Kv filter plugin trim_key option seems stopped working

Hello experts,

After upgrade logstash from 1.5 to 5.6 we started having field names after kv with leading spaces.

Configuration in 1.5:

  kv {
    source => "headers"
    field_split => "[\r\n]+"
    value_split => ":"
    trimkey => "\s"
    trim => "\s"
    add_tag => [ "got_headers" ]
  }

Configuration in 5.6:

                kv {
                    source => "headers"
                    field_split => "[\r\n]+"
                    value_split => ":"
                    trim_key => "\s"
                    trim_value => "\s"
                    add_tag => [ "got_headers" ]
                }

Resulting in 5.6:

{
" Origin" : "http://site.com",
" X-dev" : "Device1",
" Connection" : "Keep-Alive",
"headers" : " \r\n Origin: http://site.com\r\n X-dev: Device1\r\n Connection: Keep-Alive\r\n",
"tags" : ["multiline", "request", "URI_parsed", "got_api", "got_headers"]
}

There are 2 spaces before every key in "headers" : "headers" : " \r\n\s\sOrigin: http://site.com\r\n\s\sX-dev: Device1\r\n\s\sConnection: Keep-Alive\r\n", and kv.trim_key removes only one of them, while expected all be removed if i got it.

As a result all generated fields start with space symbol, e.g "\sOrigin" : "http://site.com"

Questions are:

  1. Was kv.trim_key behavior changed ?
  2. How is it possible to trim all leading/trailing symbols in kv plugin (without additional plugins usage) ?

Thanks in advance.

This happens because both trim_key and trim_value features are using regular expression patters:

Regexp.new("^[#{@trim_key}]|[#{@trim_key}]$")

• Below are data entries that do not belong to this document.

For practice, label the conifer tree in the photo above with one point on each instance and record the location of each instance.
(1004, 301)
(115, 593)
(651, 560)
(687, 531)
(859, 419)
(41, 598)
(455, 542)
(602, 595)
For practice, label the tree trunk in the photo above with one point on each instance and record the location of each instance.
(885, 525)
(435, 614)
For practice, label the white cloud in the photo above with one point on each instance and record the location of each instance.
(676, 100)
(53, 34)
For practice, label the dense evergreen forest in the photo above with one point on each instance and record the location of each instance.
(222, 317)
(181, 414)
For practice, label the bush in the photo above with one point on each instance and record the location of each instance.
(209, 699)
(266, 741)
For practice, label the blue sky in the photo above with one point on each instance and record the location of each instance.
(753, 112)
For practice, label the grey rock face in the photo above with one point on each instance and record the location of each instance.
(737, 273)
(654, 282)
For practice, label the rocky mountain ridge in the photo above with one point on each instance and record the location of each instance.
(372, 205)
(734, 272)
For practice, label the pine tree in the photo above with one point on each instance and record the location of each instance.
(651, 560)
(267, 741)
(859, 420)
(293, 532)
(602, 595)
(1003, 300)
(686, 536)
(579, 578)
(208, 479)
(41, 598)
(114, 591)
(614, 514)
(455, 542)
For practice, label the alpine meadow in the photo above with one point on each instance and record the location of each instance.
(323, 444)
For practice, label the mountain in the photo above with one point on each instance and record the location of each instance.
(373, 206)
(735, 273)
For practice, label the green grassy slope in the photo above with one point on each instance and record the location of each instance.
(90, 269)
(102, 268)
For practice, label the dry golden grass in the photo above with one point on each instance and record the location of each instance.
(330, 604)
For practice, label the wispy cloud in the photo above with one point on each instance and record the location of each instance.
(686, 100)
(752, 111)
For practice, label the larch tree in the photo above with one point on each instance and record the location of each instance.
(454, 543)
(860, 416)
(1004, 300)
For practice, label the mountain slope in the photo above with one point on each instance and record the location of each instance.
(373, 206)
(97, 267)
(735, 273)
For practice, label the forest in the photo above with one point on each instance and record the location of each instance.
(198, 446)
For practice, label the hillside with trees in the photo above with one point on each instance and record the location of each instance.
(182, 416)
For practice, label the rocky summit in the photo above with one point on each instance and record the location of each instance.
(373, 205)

It removes the first symbol of the group from the beginning of the string and the last symbol of the string if it matches too. Most likely it's not what you want because "trimming" means removing all matching symbols from the start and from the end of the string. So, the correct expressing would be:

Regexp.new("^[#{@trim_key}]+|[#{@trim_key}]+$")

This behavior have changed from the version 1 of this plugin where the expression was like this:

Regexp.new("[#{@trim_key}]")

It was matching all symbols in the group anywhere is the string. It's wrong too because only symbols from the beginning and from the end should be removed, not from the middle of the string surrounded by other symbols.

Unit tests in the plugin only check for the single space examples so this problem was not detected.

diff --git a/lib/logstash/filters/kv.rb b/lib/logstash/filters/kv.rb
index c8b5ca8..1e2ec44 100644
--- a/lib/logstash/filters/kv.rb
+++ b/lib/logstash/filters/kv.rb
@@ -286,8 +286,8 @@ class LogStash::Filters::KV < LogStash::Filters::Base
       )
     end
 
-    @trim_value_re = Regexp.new("^[#{@trim_value}]|[#{@trim_value}]$") if @trim_value
-    @trim_key_re = Regexp.new("^[#{@trim_key}]|[#{@trim_key}]$") if @trim_key
+    @trim_value_re = Regexp.new("^[#{@trim_value}]+|[#{@trim_value}]+$") if @trim_value
+    @trim_key_re = Regexp.new("^[#{@trim_key}]+|[#{@trim_key}]+$") if @trim_key
 
     @remove_char_value_re = Regexp.new("[#{@remove_char_value}]") if @remove_char_value
     @remove_char_key_re = Regexp.new("[#{@remove_char_key}]") if @remove_char_key
diff --git a/spec/filters/kv_spec.rb b/spec/filters/kv_spec.rb
index 7aae281..8bef1e7 100644
--- a/spec/filters/kv_spec.rb
+++ b/spec/filters/kv_spec.rb
@@ -709,7 +709,7 @@ describe LogStash::Filters::KV do
       plugin
     end
 
-    let(:message) { "key1= value1 with spaces | key2 with spaces =value2" }
+    let(:message) { "key1=  value1 with spaces    |  key2 with spaces  =value2" }
     let(:data) { {"message" => message} }
     let(:event) { LogStash::Event.new(data) }
     let(:options) {

This topic was automatically closed 28 days after the last reply. New replies are no longer allowed.